This crag gets quite a write up in the guidebook and warrants 5 karabiners in Donde Escalar – “a spectacular climbing area with the longest sports routes on the island”.

The setting is certainly fitting, with the crag forming the south facing side of a deep gorge, with stunning views down to the sea and across to La Gomera.

The crag is in the Montana de Tejina protected natural area and a permit is required prior to accessing climbing. The permit is easy to obtain, subject to a maximum of 70 people per day, and it’s free – just visit the webpage: in Spanish)

It’s about a 20 minute walk to the crag, starting steeply up the road and looking out for a path that runs along the boundary wall before the last dwelling on the right (a single storey white bungalow / shack) about 100m past the much grander No. 16. There’s a good path up the terraced hillside which is worth taking the time to find (occasional cairns) which leads up and then contours round beneath the crag.

It’s wall-to-wall sunshine and 22C – fab for sunbathing but a tad warm for a south facing crag.

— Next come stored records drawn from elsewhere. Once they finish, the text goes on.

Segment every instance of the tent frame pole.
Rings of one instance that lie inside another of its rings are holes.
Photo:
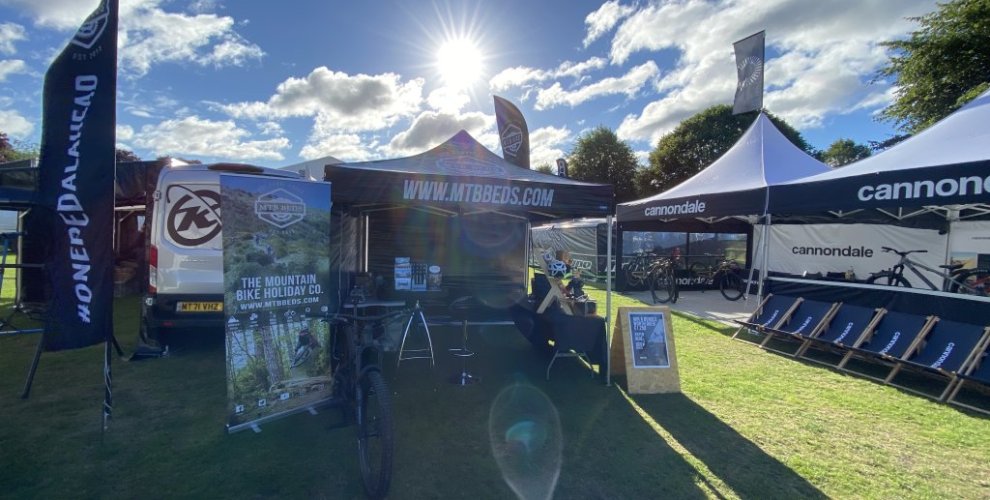
[[[608,236],[605,238],[605,385],[612,385],[612,215],[605,217]]]

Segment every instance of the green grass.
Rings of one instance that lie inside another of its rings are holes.
[[[12,279],[7,280],[13,282]],[[6,283],[5,283],[6,285]],[[604,311],[604,294],[588,287]],[[3,297],[10,297],[6,290]],[[9,302],[9,300],[7,301]],[[639,305],[613,295],[613,308]],[[116,332],[136,342],[137,300]],[[635,395],[554,365],[515,329],[472,330],[479,385],[447,377],[459,331],[433,329],[437,367],[396,368],[393,498],[512,498],[489,445],[493,401],[527,384],[556,408],[563,452],[555,498],[986,498],[990,421],[729,338],[674,315],[682,394]],[[361,498],[354,429],[298,414],[224,433],[223,342],[187,332],[164,359],[114,360],[114,420],[100,432],[103,348],[45,353],[19,398],[36,336],[0,338],[0,495],[11,498]],[[534,464],[527,472],[545,473]]]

I hesitate to use the word “unfortunately” but it’s forecast the same for the rest of the week, so we’ve just had to slip-slap-slop and get on with it (I can sense the waves of sympathy all the way from home…)

Once again, many of the easier routes are trad lines, and we did a couple of the few easier bolted routes to warm up. Here’s Leah nearing the top of Que Bonitas son mis Ninas, V+

and here’s Tash on the outstanding Los Lunnis, 6a (though there’s a move on the initial thin wall that wouldn’t be out of place on a 6b!)

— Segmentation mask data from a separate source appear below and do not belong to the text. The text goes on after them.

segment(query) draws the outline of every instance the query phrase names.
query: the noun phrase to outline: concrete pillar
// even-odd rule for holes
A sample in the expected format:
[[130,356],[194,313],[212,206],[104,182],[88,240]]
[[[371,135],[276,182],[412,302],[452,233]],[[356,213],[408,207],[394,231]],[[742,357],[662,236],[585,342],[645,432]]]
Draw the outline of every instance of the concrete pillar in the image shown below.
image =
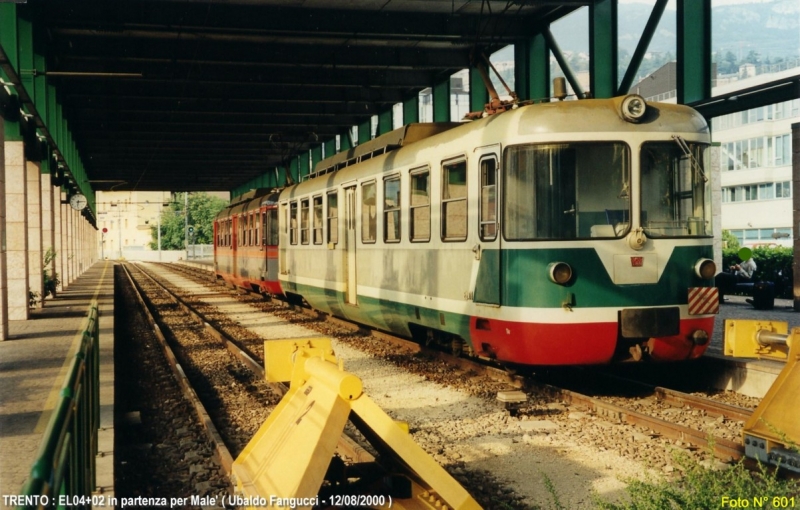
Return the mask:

Tash and Leah also fought their way up the improbable juggy Capricornio, V+

Peter Punk, 6b+, was deemed worthy of having a sector named after it, and proved to be well worth 3*, with a somewhat harrowing run-out around mid-height.

Another “route of the sector”, Commando 25, 7a, was a fabulous stamina crimp-fest – here’s Jake showing the way

… but unfortunately, there were a couple of crimps too far for my onsight.

Heading rightwards again, Via de Pablo, 7b, on Sector Big Wall, offered a 35m stamina test with some mighty pockets interspersed with a couple of fingery interludes and a final heart-breaker crux (no problem for Jake of course).

By 5pm the cloud had finally bubbled up enough to provide some shade, and Jake took advantage to polish off La Quilla, 7b+, up a wild and massively overhanging corner system.

He certainly ended up with a big swing lowering off!

Moody sunset as the cloud billowed up – time to be heading down, me thinks…

Guaria certainly lived up to its billing – I’d put it in the same league as Siurana (similar long, aesthetic lines) and Margalef (pocket paradise) but without the crowds (we had the whole place to ourselves) or polish. I’d definitely recommend a visit, but maybe take the guidebook advice and wait for a cloudy day, and expect some stiff grades!